身代わり聖女になったら、なぜか王太子に溺愛されてます!?
「何かあるんですか?」
「庭にお花を摘みに行くの。エリシアさんも来て」

 先に宿舎を走り出ていくルルカを眺めながら、マルナがため息をつく。

「あの子、片付けもしないで。エリシアさんが働き者だから、すっかり甘えてるのね」
「大丈夫です。まだ掃除しかできないから」
「だめよ、甘やかしちゃ。……そうね、明日から役割分担をきちんと決めて掃除しましょ」

 マルナはそう提案すると、エリシアから脚立を取り上げて歩き出す。にこにこ笑わないタイプだけど、マルナはとても優しい人のようだ。エリシアはなんだかうれしくて、笑顔になるとふたりを追いかけた。

 ルルカは、庭から摘んできた真っ白なクリスマスローズを、古びた陶器の花瓶にそっと挿した。宿舎の入り口に置かれたそれは、寒さでかじかんだ心をじんわり温めるような、静かな美しさを放っている。

 無機質な宿舎に華やぎを与えるクリスマスローズを眺めていると、今度は「早く朝食にしよう」とルルカがエリシアを誘った。

 ルルカはまるで、天使のような愛らしさを持つ軽やかな女の子だ。それに対し、マルナは落ち着きがあって頼れるお姉さんのよう。

 フェルナ村にも年頃の娘はいたが、男爵令嬢であるエリシアとはなかなか打ち解けてくれなかったし、父が亡くなったあとは腫れ物を扱うようにされて、友だちになろうとしてくれる人はいなかった。

 もしかしたら、マルナとルルカとは友だちのように仲良くなれるかもしれない。そんな期待を胸に、エリシアはふたりと一緒に食堂へ向かった。
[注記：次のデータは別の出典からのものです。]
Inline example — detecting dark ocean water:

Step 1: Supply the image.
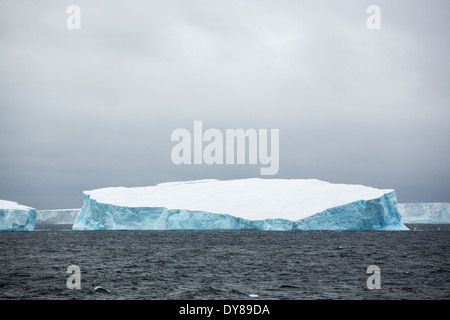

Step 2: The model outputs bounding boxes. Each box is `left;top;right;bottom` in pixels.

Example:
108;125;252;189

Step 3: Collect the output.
0;225;450;300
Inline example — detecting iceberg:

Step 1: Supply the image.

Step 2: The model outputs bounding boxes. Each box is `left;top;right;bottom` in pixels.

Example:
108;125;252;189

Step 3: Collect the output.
398;203;450;223
0;200;36;231
36;209;81;224
72;178;408;231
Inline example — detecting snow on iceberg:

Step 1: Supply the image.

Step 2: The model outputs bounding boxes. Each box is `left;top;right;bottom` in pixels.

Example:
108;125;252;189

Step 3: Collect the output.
73;178;408;230
0;200;36;231
36;209;81;224
398;203;450;223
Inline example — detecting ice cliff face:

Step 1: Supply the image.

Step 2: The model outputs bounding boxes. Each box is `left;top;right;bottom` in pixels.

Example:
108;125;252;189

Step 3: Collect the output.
0;200;36;231
398;203;450;223
36;209;81;224
73;179;407;230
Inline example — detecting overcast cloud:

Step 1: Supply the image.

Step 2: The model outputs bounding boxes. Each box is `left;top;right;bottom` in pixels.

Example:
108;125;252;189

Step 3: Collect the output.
0;0;450;209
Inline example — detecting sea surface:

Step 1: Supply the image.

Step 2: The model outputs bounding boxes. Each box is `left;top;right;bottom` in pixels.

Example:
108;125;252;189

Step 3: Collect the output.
0;224;450;300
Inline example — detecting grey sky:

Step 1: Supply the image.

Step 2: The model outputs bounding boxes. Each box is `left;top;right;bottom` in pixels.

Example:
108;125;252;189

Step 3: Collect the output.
0;0;450;209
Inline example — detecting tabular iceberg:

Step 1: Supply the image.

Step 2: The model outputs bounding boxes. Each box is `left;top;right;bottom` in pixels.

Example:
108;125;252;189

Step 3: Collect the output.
0;200;36;231
73;178;408;230
36;209;81;224
398;203;450;223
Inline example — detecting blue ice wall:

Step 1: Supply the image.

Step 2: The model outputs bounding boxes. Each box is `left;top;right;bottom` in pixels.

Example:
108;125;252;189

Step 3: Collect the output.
0;208;36;231
73;192;408;231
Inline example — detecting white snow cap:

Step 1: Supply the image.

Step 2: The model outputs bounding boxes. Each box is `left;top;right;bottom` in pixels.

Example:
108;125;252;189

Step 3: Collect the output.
84;178;394;220
0;200;33;210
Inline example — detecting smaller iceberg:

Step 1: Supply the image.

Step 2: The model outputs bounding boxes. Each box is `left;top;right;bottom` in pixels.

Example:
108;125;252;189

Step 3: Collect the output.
398;203;450;223
36;209;81;224
0;200;36;231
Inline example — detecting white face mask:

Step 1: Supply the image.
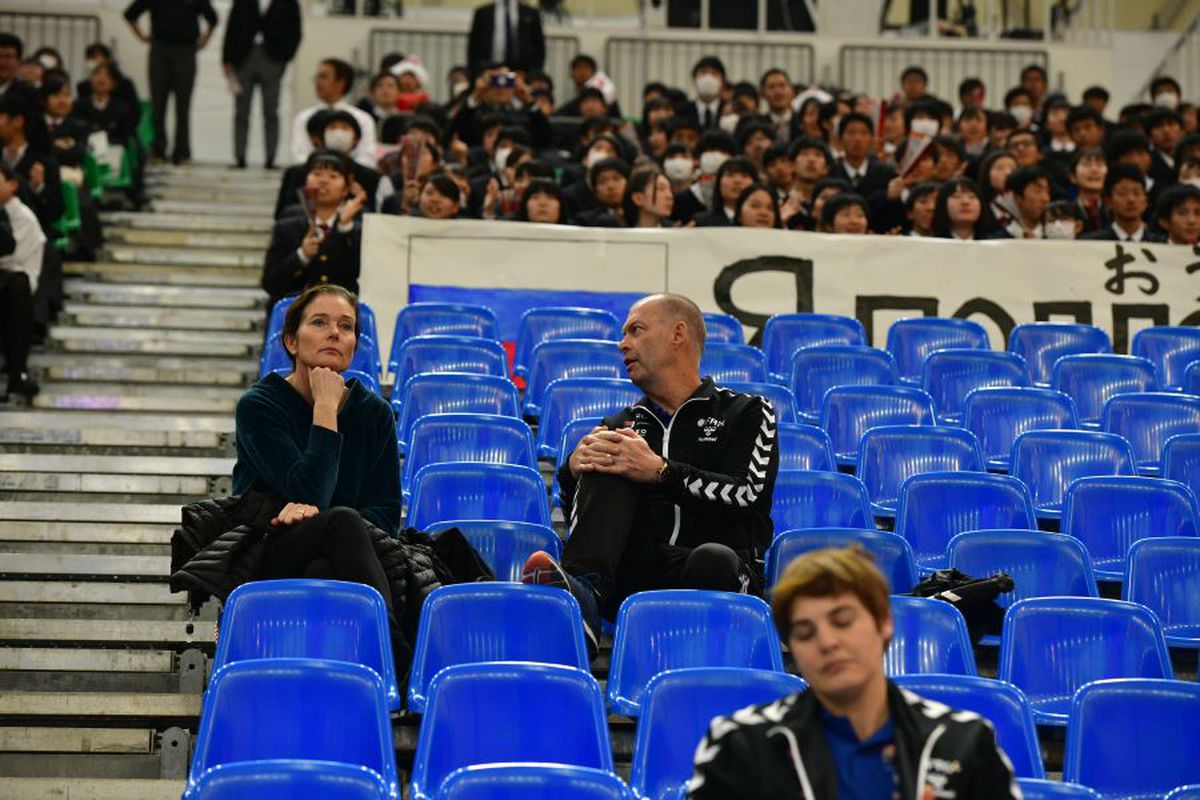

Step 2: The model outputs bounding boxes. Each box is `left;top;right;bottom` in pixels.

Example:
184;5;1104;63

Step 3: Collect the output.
325;128;354;152
662;156;696;184
700;150;730;175
1043;219;1075;239
696;72;721;100
908;118;941;139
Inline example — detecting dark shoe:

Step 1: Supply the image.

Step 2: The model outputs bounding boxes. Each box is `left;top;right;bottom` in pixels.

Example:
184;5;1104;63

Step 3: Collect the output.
521;551;600;661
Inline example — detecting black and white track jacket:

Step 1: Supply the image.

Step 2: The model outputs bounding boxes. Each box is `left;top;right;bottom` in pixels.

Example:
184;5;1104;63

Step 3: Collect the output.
558;378;779;558
688;681;1021;800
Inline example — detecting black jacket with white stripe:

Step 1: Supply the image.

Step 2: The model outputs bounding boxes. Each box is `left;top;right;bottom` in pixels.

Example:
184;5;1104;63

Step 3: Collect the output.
688;681;1021;800
558;378;779;558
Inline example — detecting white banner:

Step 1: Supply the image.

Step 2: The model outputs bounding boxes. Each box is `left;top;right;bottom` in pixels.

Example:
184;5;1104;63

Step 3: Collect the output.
360;215;1200;381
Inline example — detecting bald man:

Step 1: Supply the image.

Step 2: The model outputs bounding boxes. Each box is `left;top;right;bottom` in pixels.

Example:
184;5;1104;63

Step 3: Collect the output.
522;294;779;646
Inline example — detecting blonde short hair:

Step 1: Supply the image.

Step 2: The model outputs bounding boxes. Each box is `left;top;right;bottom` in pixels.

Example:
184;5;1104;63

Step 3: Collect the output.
770;545;892;642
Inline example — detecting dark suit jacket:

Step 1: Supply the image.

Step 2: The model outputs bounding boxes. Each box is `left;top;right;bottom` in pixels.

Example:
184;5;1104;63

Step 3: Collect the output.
221;0;301;66
467;2;546;72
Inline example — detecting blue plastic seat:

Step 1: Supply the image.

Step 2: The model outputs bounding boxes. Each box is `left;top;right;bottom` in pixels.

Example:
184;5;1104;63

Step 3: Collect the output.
821;386;934;467
608;589;784;717
388;336;509;395
788;344;900;422
1129;325;1200;391
894;674;1045;778
920;349;1028;425
1009;431;1138;519
1050;355;1158;428
1016;777;1100;800
1124;536;1200;648
392;372;521;452
1100;392;1200;475
426;519;563;582
721;380;797;422
1008;323;1112;386
762;313;866;386
408;462;550;530
408;582;588;714
412;662;612;800
538;378;642;461
887;317;990;385
770;469;875;533
700;342;767;386
896;471;1038;578
438;764;634;800
524;339;629;419
629;667;806;800
512;306;620;378
962;386;1079;471
704;311;745;344
1062;476;1200;581
946;529;1099;608
184;759;391;800
212;579;401;710
1000;597;1172;726
188;658;400;796
766;528;917;594
402;414;538;498
1063;680;1200;800
858;425;984;520
883;595;979;675
775;422;838;470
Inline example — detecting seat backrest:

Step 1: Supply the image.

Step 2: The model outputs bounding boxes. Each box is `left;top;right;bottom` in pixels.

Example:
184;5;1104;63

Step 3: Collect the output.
762;313;866;385
408;462;550;530
1100;392;1200;471
396;372;520;447
538;378;642;459
788;344;899;420
896;471;1038;577
426;519;563;582
887;317;990;384
1050;355;1158;425
438;764;634;800
894;674;1045;778
512;306;620;378
700;342;767;384
962;386;1079;469
1129;325;1200;389
412;662;612;800
821;386;934;464
524;339;628;416
1008;323;1112;386
775;422;838;470
1063;680;1200;798
857;425;983;513
922;349;1028;422
766;528;917;594
1062;475;1200;581
946;529;1099;608
883;595;978;675
408;582;588;714
212;579;401;710
388;336;509;390
1009;431;1136;518
1000;597;1172;724
403;414;538;487
190;658;398;790
608;589;784;717
629;667;806;800
770;469;875;533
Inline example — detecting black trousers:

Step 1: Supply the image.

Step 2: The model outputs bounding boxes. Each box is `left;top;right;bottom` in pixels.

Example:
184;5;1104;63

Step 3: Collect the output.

 テーブルの上には、昨日のうちに焼いておいたのであろう黒パンと、干したイチジクが用意されていた。湯気の立つハーブティーを陶器のカップに注ぐと、静かな食堂にほのかな香りが広がる。

 よくかんだパンを味わいながら食べ、甘みが凝縮されたイチジクをちまちまかじりながら、ハーブティーを飲む。父が亡くなったあとは、母と一緒に食事をする時間もほとんどなくて、こんなにも温かな朝を迎えたのは久しぶりだった。ルルカはいつもこんな感じで質素だと、わざとらしく不満げな表情をして笑ったが、エリシアにはじゅうぶん贅沢なものに感じられた。